Genuine advice for all the men that follow me, please read this post before buying into any of it.
It could genuinely save your life.
Put yourself in my shoes for a minute;
At 16 years old you have no dating experience whatsoever.
One day, you stumble upon a YouTube video taking about inceldom and although you find the idea of it so absurd, it’s presented in such an entertaining way that you can’t stop watching.
After the video ends, you search up the term online to find more resources on the matter and in doing so, become obsessed with redpill, blackpill, and incel subreddits for months.
Eventually the posts stop being purely entertainment for you, and you resonate with some of what’s being said.
Months pass.
At 17 you think no one will ever love you for being you, so as a result you dedicate your everything, for years, to being the kind of person that can experience that love;
You workout every day,
You work hard towards the actualization of your career every day,
And with everyone you meet, you try to put yourself in their mind to figure out how to best approach situations in order to better their idea of you.
Along the way, every negative experience and heartbreak only reinforces the ideas that were present in your mind, pushing you further down the rabbit hole.
And then, years later, when you finally end up ‘making it’ you doubt the intentions of every single person you ever meet because you hate the very idea of them liking you now because they would’ve never liked you back then.
Paranoia and anxiety don’t become traits that you possess, they become the very center of your being.
Your entire existence takes on a grey undertone so severe that you become even less the person you once were in such a way that you isolate yourself completely from who you are at your core.
You separate yourself from your hobbies,
Your interests,
Your family,
And your friends;
And in walking this path that makes you feel worse the further along you trudge across it, you believe that the only way forward is forward.
At 21, things hit a peak. After years of struggling and finally making it to the top of your industry you turn the cameras off and, while living out your literal childhood dream, feel nothing but hollowness as you drift off to sleep every night.
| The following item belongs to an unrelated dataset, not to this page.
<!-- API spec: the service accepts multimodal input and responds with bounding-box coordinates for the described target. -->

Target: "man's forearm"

You realize that after years of being hurt, you’ve slowly turned into someone who also hurts others and, while hating it, feeling enough comfort in it that you continue down that path.
At 22, in an ultimate act of mental instability and foolishness you break things off with the only person you ever felt true comfort with because your mind convinces you that you’re undeserving of what you found and must rededicate yourself because maybe, just maybe, if you push yourself further you’ll feel deserving of love.
And then at 23, after she decides to work together with you and help you realize just how problematic your mindset has become for not only yourself, but all those you love, you finally go to therapy.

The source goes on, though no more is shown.